The vaccine Cohen and his colleagues have developed combines technology from GSK’s hepatitis B shot with pieces of the malaria parasite, and adds in a chemical known as an adjuvant to boost the body’s immune response further. The result - the first ever vaccine against a human parasite, as opposed to simple bacteria or viruses - is a product that could be given alongside standard infant vaccines and has been shown in a Phase II, or mid-stage, clinical trial to reduce the risk of clinical episodes of malaria in young children by 53 percent over eight months. The pivotal Phase III program, the one baby Rehema is part of, will inject the last of 16,000 African children by February. If all goes according to plan, the vaccine could be licensed and rolled out as soon as 2015.

GSK’s chief executive Andrew Witty says the trials are going well and he’s looking forward to bringing the vaccine to market - something he says won’t make shareholders in his company any money, but will make them proud. “This is the first vaccine that has any effect at all against a parasite-borne infection. If we went back 20 or 25 years, people would have said it was impossible,” he told Reuters.
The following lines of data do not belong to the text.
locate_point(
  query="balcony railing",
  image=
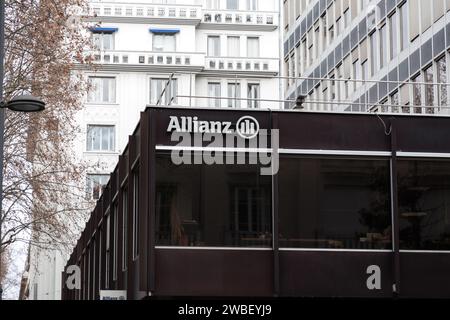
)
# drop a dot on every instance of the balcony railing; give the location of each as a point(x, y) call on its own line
point(355, 95)
point(113, 9)
point(240, 17)
point(242, 64)
point(149, 58)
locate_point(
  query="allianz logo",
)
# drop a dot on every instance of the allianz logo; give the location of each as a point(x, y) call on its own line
point(247, 127)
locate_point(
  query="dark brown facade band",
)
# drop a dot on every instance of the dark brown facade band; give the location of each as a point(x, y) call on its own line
point(358, 208)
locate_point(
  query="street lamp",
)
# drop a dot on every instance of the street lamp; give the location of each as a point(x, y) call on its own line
point(22, 103)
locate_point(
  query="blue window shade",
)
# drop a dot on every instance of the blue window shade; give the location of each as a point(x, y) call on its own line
point(164, 31)
point(104, 30)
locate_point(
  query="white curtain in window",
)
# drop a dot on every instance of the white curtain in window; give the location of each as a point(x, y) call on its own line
point(213, 4)
point(102, 90)
point(100, 138)
point(234, 91)
point(214, 91)
point(232, 4)
point(213, 46)
point(157, 87)
point(233, 46)
point(252, 47)
point(253, 93)
point(164, 42)
point(252, 5)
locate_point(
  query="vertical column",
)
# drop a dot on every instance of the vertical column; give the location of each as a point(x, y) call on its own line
point(276, 259)
point(394, 210)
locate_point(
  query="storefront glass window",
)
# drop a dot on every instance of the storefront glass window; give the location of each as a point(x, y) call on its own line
point(334, 203)
point(424, 204)
point(212, 205)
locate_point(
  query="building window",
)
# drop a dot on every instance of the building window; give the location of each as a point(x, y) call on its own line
point(417, 93)
point(429, 89)
point(103, 90)
point(108, 254)
point(186, 195)
point(404, 27)
point(393, 36)
point(164, 42)
point(252, 47)
point(441, 66)
point(373, 53)
point(423, 199)
point(135, 214)
point(214, 46)
point(234, 92)
point(253, 92)
point(124, 229)
point(252, 5)
point(170, 93)
point(233, 44)
point(232, 4)
point(100, 138)
point(103, 41)
point(214, 94)
point(115, 239)
point(314, 211)
point(383, 47)
point(95, 184)
point(347, 18)
point(213, 4)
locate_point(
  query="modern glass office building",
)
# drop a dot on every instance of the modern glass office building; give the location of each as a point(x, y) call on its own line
point(359, 207)
point(359, 55)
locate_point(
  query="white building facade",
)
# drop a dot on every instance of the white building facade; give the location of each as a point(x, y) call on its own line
point(207, 53)
point(367, 55)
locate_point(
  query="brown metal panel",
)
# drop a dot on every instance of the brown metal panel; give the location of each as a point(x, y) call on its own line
point(152, 196)
point(423, 134)
point(185, 272)
point(333, 273)
point(130, 264)
point(332, 132)
point(275, 232)
point(162, 119)
point(142, 144)
point(425, 275)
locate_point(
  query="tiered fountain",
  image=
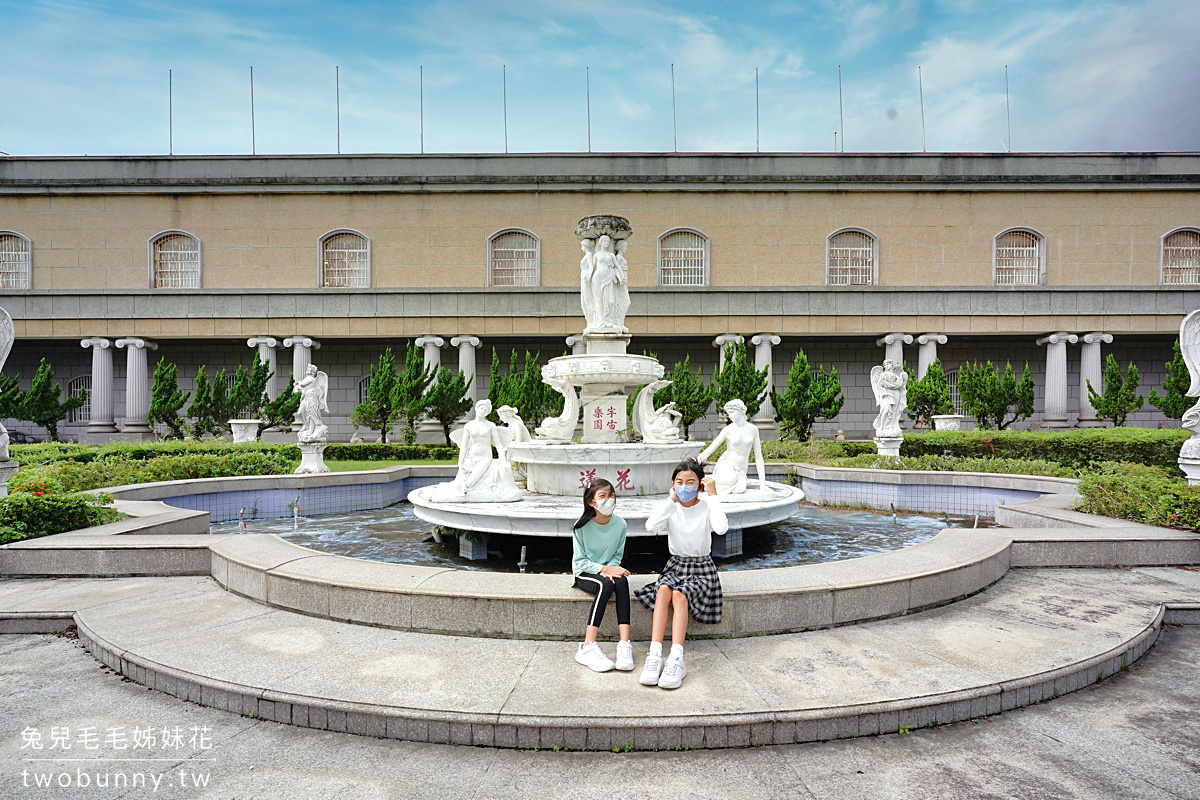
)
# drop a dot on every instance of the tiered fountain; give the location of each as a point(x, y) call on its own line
point(484, 498)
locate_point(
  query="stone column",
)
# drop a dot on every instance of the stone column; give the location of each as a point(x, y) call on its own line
point(100, 398)
point(1091, 368)
point(267, 346)
point(137, 385)
point(301, 356)
point(762, 358)
point(1055, 413)
point(430, 431)
point(928, 352)
point(894, 343)
point(720, 342)
point(467, 346)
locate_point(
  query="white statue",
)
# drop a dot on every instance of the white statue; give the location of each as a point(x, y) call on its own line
point(7, 335)
point(741, 439)
point(1189, 346)
point(313, 390)
point(891, 386)
point(514, 422)
point(481, 476)
point(655, 426)
point(561, 428)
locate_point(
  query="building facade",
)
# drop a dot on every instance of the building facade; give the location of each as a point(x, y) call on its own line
point(109, 264)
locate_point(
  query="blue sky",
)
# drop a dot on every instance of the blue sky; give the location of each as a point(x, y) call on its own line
point(90, 77)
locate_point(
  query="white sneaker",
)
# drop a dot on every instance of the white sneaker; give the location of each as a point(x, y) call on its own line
point(591, 656)
point(625, 656)
point(672, 674)
point(652, 671)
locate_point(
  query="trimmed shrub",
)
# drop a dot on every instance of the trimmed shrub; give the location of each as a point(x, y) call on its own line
point(29, 515)
point(82, 476)
point(1077, 449)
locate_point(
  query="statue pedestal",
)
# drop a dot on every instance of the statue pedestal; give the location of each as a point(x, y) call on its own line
point(888, 445)
point(7, 469)
point(1191, 468)
point(312, 459)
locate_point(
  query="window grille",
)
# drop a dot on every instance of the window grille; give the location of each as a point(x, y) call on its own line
point(346, 262)
point(514, 259)
point(851, 259)
point(15, 262)
point(952, 378)
point(1181, 258)
point(177, 262)
point(82, 414)
point(1018, 259)
point(683, 259)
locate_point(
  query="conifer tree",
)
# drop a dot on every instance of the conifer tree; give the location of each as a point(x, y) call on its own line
point(42, 403)
point(1120, 397)
point(166, 400)
point(1174, 400)
point(808, 397)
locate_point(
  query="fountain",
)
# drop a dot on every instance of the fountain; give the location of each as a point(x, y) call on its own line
point(558, 465)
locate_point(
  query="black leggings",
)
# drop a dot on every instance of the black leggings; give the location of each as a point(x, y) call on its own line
point(603, 588)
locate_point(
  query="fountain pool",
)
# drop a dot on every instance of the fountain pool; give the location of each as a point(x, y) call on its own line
point(811, 535)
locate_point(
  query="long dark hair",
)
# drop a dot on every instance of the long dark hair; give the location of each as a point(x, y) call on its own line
point(588, 494)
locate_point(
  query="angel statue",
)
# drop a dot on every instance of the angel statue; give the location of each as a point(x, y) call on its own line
point(7, 334)
point(742, 440)
point(891, 386)
point(561, 429)
point(1189, 344)
point(655, 426)
point(313, 390)
point(481, 477)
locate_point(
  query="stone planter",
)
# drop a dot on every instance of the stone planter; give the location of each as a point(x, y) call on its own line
point(245, 429)
point(948, 421)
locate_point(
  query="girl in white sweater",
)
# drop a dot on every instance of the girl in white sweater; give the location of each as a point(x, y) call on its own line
point(689, 583)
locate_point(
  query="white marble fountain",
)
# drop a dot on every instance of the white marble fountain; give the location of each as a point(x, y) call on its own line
point(485, 497)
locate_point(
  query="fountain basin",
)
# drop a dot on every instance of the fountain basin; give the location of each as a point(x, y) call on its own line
point(545, 515)
point(637, 469)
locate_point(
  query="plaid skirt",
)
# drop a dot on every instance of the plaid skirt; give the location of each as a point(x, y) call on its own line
point(696, 577)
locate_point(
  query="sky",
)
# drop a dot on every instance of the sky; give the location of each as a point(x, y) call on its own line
point(91, 78)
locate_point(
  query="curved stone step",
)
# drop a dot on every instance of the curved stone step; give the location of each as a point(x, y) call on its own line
point(1036, 635)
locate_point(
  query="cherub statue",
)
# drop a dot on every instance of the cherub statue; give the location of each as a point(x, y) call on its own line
point(655, 426)
point(561, 428)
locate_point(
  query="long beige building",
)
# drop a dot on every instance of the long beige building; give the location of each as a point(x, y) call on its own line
point(1048, 259)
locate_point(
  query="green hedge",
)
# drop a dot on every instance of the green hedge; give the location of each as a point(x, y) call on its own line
point(1077, 449)
point(958, 464)
point(1140, 493)
point(82, 476)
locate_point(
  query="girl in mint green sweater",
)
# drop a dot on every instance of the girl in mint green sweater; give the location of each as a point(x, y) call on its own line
point(599, 545)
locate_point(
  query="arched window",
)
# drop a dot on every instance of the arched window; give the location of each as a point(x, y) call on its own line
point(851, 258)
point(16, 260)
point(514, 259)
point(1181, 257)
point(1019, 258)
point(175, 260)
point(683, 258)
point(345, 260)
point(82, 414)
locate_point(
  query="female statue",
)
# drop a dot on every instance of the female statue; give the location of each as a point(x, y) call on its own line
point(889, 384)
point(741, 438)
point(481, 477)
point(313, 390)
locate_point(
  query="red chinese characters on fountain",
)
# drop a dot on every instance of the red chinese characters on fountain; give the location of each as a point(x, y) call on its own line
point(623, 481)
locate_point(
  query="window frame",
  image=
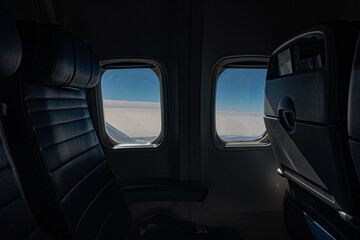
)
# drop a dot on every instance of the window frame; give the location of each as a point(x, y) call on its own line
point(127, 63)
point(235, 62)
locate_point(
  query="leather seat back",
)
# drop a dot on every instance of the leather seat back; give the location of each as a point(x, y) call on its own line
point(354, 110)
point(16, 220)
point(305, 112)
point(65, 165)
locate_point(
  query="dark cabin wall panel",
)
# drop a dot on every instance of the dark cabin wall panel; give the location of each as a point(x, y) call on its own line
point(244, 189)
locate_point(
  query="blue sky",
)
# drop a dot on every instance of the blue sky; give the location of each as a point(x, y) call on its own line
point(241, 90)
point(140, 84)
point(238, 89)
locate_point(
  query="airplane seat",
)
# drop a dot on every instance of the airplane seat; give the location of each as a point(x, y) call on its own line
point(305, 112)
point(16, 220)
point(354, 110)
point(65, 173)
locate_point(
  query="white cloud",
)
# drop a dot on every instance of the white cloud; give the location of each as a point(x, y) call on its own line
point(143, 119)
point(131, 104)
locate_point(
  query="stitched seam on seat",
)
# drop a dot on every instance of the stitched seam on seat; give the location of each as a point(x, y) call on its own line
point(10, 201)
point(39, 158)
point(82, 179)
point(52, 145)
point(5, 167)
point(57, 109)
point(30, 233)
point(106, 219)
point(92, 201)
point(91, 69)
point(72, 159)
point(60, 123)
point(75, 66)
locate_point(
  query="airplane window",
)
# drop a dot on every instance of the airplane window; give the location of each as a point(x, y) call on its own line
point(240, 104)
point(132, 107)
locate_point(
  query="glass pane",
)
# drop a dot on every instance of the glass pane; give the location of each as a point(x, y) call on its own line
point(240, 104)
point(131, 100)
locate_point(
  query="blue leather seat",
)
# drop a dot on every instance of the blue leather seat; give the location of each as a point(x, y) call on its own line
point(16, 220)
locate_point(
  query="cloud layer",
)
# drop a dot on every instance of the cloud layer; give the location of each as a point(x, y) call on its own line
point(143, 119)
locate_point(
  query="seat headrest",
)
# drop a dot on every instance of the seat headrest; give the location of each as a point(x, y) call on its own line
point(56, 57)
point(10, 46)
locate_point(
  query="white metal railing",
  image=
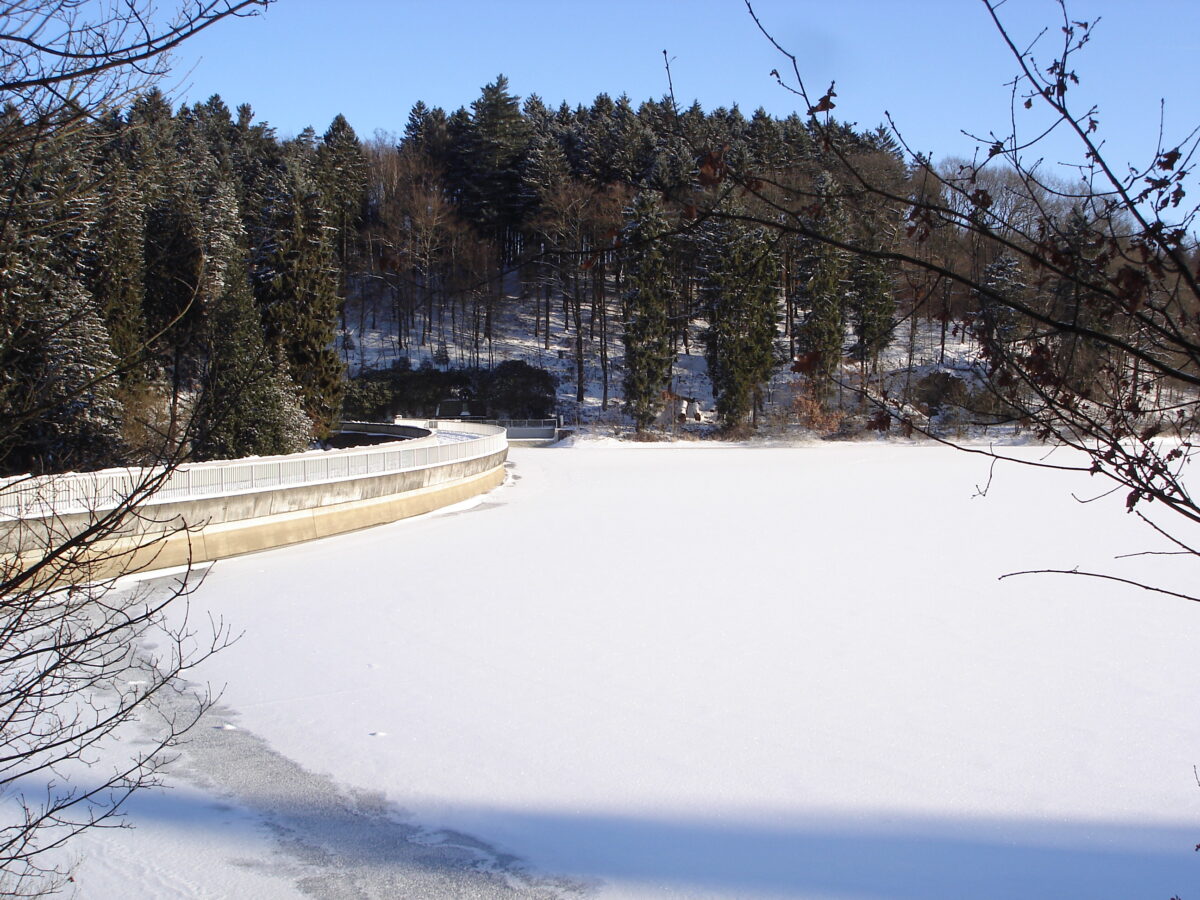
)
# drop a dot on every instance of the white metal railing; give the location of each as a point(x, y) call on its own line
point(23, 497)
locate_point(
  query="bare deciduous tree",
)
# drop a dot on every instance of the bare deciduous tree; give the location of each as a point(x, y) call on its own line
point(77, 670)
point(1103, 354)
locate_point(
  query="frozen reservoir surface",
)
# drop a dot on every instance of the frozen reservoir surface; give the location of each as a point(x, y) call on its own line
point(695, 671)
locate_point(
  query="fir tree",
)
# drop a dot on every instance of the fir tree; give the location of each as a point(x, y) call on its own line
point(648, 354)
point(250, 406)
point(295, 285)
point(823, 330)
point(739, 293)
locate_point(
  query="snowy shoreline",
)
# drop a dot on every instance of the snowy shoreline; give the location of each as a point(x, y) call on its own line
point(666, 675)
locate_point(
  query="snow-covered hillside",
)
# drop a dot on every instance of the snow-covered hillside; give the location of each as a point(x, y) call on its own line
point(695, 671)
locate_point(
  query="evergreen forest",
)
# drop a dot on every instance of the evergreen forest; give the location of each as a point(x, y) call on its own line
point(186, 277)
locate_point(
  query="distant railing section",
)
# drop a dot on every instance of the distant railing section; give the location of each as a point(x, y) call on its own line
point(23, 497)
point(516, 429)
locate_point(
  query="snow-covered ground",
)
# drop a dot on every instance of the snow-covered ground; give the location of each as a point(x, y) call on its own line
point(695, 671)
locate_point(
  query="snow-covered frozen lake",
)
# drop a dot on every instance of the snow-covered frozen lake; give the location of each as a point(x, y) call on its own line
point(695, 671)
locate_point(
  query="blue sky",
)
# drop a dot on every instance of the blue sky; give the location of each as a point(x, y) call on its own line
point(936, 65)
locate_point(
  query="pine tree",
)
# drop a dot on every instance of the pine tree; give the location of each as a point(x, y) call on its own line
point(823, 330)
point(250, 406)
point(871, 309)
point(58, 373)
point(739, 293)
point(647, 335)
point(295, 285)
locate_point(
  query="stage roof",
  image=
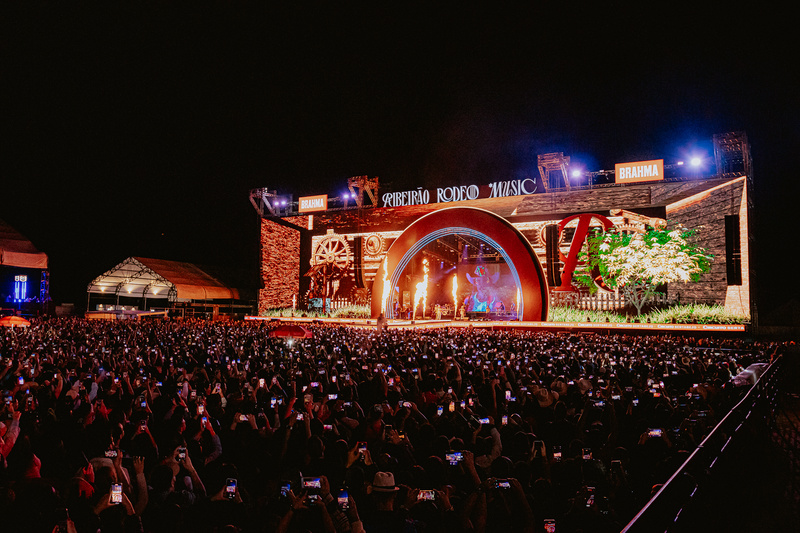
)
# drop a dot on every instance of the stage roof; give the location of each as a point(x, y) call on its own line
point(142, 277)
point(17, 251)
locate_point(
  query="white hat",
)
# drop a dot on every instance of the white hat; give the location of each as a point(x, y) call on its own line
point(383, 482)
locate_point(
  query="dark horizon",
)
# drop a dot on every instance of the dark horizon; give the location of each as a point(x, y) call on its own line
point(140, 130)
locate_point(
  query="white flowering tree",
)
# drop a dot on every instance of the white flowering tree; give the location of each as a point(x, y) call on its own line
point(638, 263)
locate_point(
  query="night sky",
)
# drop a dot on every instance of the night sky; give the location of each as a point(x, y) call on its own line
point(139, 128)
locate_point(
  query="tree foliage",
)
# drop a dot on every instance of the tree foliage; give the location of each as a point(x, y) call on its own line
point(638, 263)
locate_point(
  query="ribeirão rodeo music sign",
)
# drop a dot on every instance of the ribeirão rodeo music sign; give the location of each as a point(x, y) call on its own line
point(460, 193)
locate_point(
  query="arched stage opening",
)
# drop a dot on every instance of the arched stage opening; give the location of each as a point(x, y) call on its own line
point(524, 269)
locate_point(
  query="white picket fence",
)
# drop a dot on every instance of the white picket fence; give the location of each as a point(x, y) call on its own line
point(602, 301)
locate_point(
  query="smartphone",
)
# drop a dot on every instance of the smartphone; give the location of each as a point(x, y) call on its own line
point(557, 453)
point(116, 493)
point(454, 458)
point(343, 500)
point(426, 495)
point(311, 483)
point(62, 516)
point(230, 488)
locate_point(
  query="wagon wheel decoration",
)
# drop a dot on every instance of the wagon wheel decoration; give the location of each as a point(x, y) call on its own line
point(333, 252)
point(330, 261)
point(373, 244)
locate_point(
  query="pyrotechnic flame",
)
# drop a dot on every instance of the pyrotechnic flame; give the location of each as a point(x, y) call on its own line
point(422, 290)
point(387, 290)
point(455, 295)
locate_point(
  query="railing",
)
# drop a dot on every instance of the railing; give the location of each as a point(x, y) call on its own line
point(681, 503)
point(602, 301)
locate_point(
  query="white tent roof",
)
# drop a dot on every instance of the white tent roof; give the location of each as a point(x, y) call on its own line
point(140, 277)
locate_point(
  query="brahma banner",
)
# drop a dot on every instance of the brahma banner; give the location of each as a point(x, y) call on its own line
point(639, 171)
point(307, 204)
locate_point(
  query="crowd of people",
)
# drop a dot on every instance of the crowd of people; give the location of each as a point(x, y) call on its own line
point(184, 425)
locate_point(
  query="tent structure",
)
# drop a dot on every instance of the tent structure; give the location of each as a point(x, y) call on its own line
point(140, 277)
point(17, 251)
point(14, 321)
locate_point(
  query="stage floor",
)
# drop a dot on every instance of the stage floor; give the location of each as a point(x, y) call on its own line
point(515, 324)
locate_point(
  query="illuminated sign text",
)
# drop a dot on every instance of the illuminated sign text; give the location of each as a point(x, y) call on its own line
point(639, 171)
point(312, 203)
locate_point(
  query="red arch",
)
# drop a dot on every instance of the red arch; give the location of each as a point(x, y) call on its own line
point(531, 276)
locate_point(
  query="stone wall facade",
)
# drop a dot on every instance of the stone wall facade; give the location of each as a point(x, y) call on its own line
point(280, 265)
point(706, 211)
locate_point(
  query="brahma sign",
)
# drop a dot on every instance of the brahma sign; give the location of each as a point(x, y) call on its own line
point(307, 204)
point(639, 171)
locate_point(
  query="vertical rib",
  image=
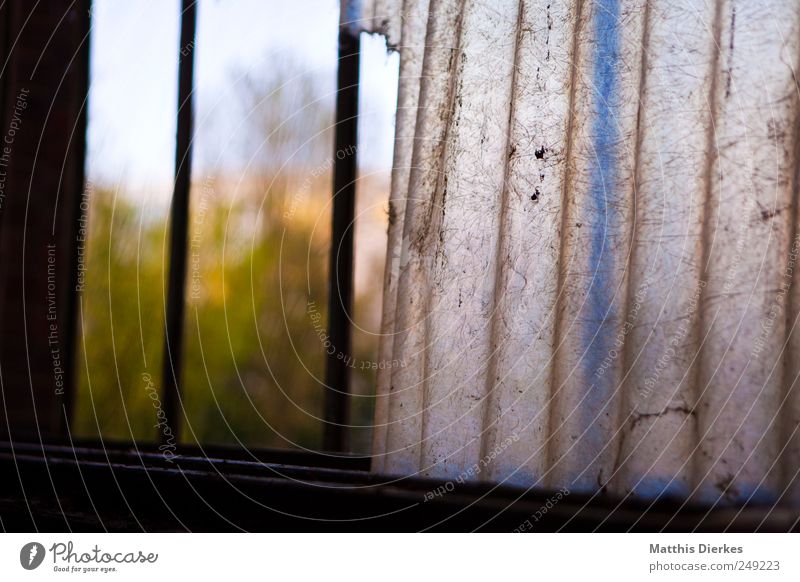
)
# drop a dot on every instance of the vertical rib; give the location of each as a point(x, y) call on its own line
point(657, 435)
point(523, 337)
point(462, 280)
point(411, 55)
point(747, 234)
point(597, 240)
point(404, 432)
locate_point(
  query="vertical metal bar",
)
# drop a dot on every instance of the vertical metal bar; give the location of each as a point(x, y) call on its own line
point(179, 221)
point(340, 295)
point(76, 182)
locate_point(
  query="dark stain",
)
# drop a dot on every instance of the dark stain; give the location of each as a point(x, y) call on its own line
point(727, 487)
point(767, 214)
point(730, 56)
point(683, 409)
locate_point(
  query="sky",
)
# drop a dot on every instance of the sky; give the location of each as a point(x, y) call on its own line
point(133, 81)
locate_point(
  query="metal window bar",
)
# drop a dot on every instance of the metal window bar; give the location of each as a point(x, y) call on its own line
point(340, 295)
point(179, 221)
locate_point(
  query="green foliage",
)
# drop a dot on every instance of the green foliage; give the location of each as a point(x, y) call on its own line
point(254, 360)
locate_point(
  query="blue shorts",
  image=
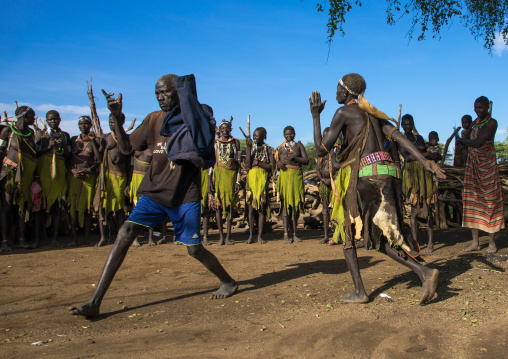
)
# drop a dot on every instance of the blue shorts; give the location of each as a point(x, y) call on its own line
point(186, 218)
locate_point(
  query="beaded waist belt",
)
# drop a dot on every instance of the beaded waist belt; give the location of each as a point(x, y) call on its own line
point(10, 163)
point(377, 169)
point(375, 157)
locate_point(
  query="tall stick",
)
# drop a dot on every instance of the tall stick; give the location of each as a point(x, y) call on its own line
point(398, 119)
point(445, 151)
point(131, 126)
point(248, 126)
point(96, 123)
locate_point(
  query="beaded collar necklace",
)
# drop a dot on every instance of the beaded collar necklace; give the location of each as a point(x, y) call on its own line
point(481, 123)
point(16, 131)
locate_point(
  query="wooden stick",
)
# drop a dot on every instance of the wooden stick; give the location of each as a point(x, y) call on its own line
point(400, 113)
point(248, 125)
point(243, 133)
point(96, 123)
point(131, 126)
point(445, 151)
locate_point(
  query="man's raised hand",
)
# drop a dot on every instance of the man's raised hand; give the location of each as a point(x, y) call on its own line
point(434, 168)
point(316, 106)
point(114, 104)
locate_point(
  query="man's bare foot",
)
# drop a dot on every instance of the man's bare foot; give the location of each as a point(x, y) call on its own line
point(23, 244)
point(492, 249)
point(4, 247)
point(225, 290)
point(428, 249)
point(472, 247)
point(429, 286)
point(55, 243)
point(355, 298)
point(86, 310)
point(101, 243)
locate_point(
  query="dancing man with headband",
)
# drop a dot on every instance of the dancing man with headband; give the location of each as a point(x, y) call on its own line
point(226, 177)
point(84, 165)
point(290, 156)
point(19, 162)
point(170, 189)
point(367, 184)
point(53, 150)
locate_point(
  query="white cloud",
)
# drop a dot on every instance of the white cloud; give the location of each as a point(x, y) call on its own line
point(68, 113)
point(63, 110)
point(499, 45)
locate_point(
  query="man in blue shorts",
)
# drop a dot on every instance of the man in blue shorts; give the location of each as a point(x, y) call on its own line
point(169, 189)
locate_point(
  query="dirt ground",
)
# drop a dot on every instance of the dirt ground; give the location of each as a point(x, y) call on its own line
point(159, 304)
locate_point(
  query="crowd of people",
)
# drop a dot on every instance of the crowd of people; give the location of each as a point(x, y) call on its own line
point(173, 167)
An efficacy rate of around 50 percent means the vaccine will be no panacea. Scientists and health experts normally like a success rate of at least 80 percent before a vaccine is accepted for widespread use. There are concerns that the availability of shots could instill a false sense of protection, leading people to neglect other measures like mosquito nets.

But added to the already extensive range of nets, insecticides and anti-malarial drug treatments, the vaccine - known as RTS,S or Mosquirix - could prove a powerful new tool.